The underlying query I am trying to insert runs under 150ms and has 50k entries.
I tried:
- Changing the DB engine
- Wrapping it in a transaction
- Removing all indexes
- Removing the primary key
- Using the auto increment and ignoring the key from the source table
DROP TABLE IF EXISTS `hlh_record_status_submission`;
CREATE TABLE `hlh_record_status_submission` (
`id` int(10) unsigned NOT NULL,
`user_id` int(10) unsigned NOT NULL,
`record_id` int(10) unsigned NOT NULL,
`status` tinyint(3) unsigned NOT NULL,
`created_at` datetime NOT NULL,
PRIMARY KEY (`id`),
KEY `Created At` (`created_at`),
KEY `status` (`status`),
) ENGINE=MyISAM DEFAULT CHARSET=utf8;
INSERT INTO `hlh_record_status_submission`
SELECT * FROM `hlh_record_status_events`
WHERE id IN (SELECT MIN(id) FROM `hlh_record_status_events`
WHERE status IN (21,24,31,40) GROUP BY record_id);
-
Maybe some other transaction is still holding some locks?sticky bit– sticky bit2021年02月01日 20:58:48 +00:00Commented Feb 1, 2021 at 20:58
2 Answers 2
Give this formulation a try:
INSERT INTO `hlh_record_status_submission`
SELECT rse.* FROM `hlh_record_status_events` AS rse
JOIN ( SELECT MIN(id) AS min_id
FROM `hlh_record_status_events`
WHERE status IN (21,24,31,40)
GROUP BY record_id
) AS x ON min_Id = rse.id;
and replace INDEX(status)
with
INDEX(status, record_id, id)
Also, you should really change all your tables to InnoDB.
The subquery (a "derived" table) will be faster because of the index starting with what is in its WHERE
clause and because that index is "covering". The JOINing
to the outer part is (I assume) using the PRIMARY KEY(id)
making that efficient.
Historically, the construct IN ( SELECT ... )
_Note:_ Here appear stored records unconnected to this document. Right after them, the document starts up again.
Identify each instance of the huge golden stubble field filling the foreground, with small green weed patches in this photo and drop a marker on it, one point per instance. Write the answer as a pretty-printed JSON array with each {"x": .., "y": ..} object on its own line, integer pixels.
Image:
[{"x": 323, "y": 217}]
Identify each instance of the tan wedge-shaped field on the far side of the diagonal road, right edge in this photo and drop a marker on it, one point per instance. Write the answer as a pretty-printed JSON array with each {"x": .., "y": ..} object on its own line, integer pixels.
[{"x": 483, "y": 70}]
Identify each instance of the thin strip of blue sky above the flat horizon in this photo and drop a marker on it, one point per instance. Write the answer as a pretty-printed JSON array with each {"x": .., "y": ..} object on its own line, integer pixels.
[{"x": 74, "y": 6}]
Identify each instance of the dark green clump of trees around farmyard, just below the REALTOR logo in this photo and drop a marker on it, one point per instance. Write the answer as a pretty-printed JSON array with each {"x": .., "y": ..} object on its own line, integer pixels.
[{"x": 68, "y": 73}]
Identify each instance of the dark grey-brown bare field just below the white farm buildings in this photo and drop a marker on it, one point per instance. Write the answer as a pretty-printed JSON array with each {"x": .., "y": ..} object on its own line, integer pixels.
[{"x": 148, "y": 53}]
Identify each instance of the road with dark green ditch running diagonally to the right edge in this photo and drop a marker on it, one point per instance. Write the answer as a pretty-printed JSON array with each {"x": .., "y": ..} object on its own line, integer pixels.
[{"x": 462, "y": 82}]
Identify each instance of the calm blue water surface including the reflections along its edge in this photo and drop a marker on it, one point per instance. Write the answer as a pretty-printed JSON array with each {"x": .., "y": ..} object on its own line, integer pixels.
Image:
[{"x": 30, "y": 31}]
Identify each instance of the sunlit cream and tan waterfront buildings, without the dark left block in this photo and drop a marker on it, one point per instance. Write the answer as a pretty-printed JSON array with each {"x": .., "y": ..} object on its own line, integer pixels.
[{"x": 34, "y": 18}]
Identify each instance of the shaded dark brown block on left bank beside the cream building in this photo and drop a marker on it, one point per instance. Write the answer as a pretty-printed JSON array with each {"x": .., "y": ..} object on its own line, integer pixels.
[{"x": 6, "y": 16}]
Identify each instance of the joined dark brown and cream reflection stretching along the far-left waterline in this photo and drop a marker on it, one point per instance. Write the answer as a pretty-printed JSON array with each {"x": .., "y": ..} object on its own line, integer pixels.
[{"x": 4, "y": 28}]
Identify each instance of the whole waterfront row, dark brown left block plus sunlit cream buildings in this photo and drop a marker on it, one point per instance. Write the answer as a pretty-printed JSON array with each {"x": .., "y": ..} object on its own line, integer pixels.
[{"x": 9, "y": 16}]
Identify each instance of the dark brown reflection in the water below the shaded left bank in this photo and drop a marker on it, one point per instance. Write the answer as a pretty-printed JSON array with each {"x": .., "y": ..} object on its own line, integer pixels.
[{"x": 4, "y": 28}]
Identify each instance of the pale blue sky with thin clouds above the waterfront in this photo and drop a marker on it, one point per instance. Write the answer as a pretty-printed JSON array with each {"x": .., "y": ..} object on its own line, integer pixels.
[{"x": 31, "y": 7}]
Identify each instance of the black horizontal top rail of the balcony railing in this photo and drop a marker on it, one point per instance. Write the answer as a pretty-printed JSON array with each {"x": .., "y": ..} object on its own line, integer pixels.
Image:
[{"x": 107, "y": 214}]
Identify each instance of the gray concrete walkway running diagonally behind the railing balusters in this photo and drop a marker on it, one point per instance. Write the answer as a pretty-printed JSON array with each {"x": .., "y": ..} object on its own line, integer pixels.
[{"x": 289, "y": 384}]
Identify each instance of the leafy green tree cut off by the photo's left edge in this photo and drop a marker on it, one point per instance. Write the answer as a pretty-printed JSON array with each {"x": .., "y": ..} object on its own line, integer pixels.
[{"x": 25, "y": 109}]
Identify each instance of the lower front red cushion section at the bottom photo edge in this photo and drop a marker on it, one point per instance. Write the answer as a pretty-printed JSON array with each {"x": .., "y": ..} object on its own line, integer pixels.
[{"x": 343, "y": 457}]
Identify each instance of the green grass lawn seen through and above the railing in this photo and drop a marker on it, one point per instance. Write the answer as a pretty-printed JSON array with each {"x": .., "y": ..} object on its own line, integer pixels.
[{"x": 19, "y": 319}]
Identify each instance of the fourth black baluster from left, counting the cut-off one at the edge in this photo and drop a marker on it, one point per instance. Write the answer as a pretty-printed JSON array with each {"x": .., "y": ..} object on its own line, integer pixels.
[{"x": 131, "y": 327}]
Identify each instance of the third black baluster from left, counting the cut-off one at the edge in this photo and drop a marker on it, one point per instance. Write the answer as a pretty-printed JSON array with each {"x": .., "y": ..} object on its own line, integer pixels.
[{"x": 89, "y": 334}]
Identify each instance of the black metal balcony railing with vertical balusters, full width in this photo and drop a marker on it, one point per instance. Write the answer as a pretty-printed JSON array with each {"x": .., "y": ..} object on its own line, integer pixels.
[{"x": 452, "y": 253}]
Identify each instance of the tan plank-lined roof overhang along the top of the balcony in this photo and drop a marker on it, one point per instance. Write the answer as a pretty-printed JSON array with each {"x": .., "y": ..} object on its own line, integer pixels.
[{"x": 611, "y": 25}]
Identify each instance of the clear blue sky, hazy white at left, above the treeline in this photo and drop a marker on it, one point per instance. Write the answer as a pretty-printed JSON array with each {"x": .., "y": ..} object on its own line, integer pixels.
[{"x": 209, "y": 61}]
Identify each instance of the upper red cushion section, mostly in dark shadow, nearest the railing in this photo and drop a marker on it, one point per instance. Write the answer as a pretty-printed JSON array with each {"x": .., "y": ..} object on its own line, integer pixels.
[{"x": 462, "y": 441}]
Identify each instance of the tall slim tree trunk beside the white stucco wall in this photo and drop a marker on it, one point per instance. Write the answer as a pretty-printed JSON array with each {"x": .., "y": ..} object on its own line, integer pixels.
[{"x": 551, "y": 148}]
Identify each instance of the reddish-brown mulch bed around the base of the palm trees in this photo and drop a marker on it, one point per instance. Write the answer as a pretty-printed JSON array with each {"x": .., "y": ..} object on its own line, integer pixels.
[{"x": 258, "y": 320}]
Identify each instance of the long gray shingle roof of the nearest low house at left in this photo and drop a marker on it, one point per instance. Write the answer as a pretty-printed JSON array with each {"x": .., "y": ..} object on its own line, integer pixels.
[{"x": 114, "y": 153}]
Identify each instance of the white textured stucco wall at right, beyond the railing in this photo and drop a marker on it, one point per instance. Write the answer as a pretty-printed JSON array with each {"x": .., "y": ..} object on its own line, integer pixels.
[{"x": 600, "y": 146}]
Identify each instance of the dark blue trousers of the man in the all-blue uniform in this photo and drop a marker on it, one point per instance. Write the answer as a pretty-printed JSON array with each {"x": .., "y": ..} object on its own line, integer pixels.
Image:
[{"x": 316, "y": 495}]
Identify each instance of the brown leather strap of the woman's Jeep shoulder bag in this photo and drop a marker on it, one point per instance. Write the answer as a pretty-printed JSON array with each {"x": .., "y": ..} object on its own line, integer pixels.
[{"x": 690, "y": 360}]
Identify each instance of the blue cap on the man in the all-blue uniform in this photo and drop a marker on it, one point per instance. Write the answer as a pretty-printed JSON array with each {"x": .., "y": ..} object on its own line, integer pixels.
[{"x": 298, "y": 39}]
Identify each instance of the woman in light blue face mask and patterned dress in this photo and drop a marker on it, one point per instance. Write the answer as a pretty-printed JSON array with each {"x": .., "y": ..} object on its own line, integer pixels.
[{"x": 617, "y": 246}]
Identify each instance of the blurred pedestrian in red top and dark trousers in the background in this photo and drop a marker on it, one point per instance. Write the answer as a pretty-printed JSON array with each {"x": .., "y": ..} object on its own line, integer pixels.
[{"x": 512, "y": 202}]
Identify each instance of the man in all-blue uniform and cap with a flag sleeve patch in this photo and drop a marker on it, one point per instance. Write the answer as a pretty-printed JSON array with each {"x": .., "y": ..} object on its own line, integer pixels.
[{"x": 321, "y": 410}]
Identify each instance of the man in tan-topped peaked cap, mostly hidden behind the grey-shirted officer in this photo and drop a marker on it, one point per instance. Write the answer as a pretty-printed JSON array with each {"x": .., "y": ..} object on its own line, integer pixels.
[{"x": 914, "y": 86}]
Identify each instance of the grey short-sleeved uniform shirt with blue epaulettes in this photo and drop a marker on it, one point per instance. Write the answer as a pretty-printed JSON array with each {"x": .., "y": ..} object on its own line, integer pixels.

has been notoriously inefficient, so I try to avoid it. JOIN
and EXISTS ( SELECT ... )
are sometimes viable alternatives.
More discussion of building optimal indexes: http://mysql.rjweb.org/doc.php/index_cookbook_mysql
-
This actually worked. The formulation you provided. Can you explain why so i can solve such issues in the future?IgorR– IgorR2021年02月02日 09:44:00 +00:00Commented Feb 2, 2021 at 9:44
-
1@IgorR - I added a few paragraphs to my Answer.Rick James– Rick James2021年02月02日 17:22:50 +00:00Commented Feb 2, 2021 at 17:22
Saw this and decided to weigh in a bit. Usually, first task is simplification so:
DROP TABLE IF EXISTS `hlh_record_status_submission`;
CREATE TABLE `hlh_record_status_submission` (
`id` int(10) unsigned NOT NULL,
`user_id` int(10) unsigned NOT NULL,
`record_id` int(10) unsigned NOT NULL,
`status` tinyint(3) unsigned NOT NULL,
`created_at` datetime NOT NULL,
PRIMARY KEY (`id`),
KEY `Created At` (`created_at`),
KEY `status` (`status`),
) ENGINE=MyISAM DEFAULT CHARSET=utf8;
With MinEventForRecord as
(
SELECT `record_id`, MIN(`id`) as MinID
FROM `hlh_record_status_events`
WHERE status IN (21,24,31,40)
GROUP BY record_id
), MinEvents as
(
SELECT `id`,`user_id`, `record_id`, `status`,`created_at`
FROM `hlh_record_status_events` rse
WHERE exists (select 'x' from MinEventForRecord mer where mer.MinID=rse.id)
)
INSERT INTO `hlh_record_status_submission`
SELECT * FROM MinEvents
So here the intent is to break down the query into digestible pieces so that you (having the bigger picture) can figure out where the actual issue resides.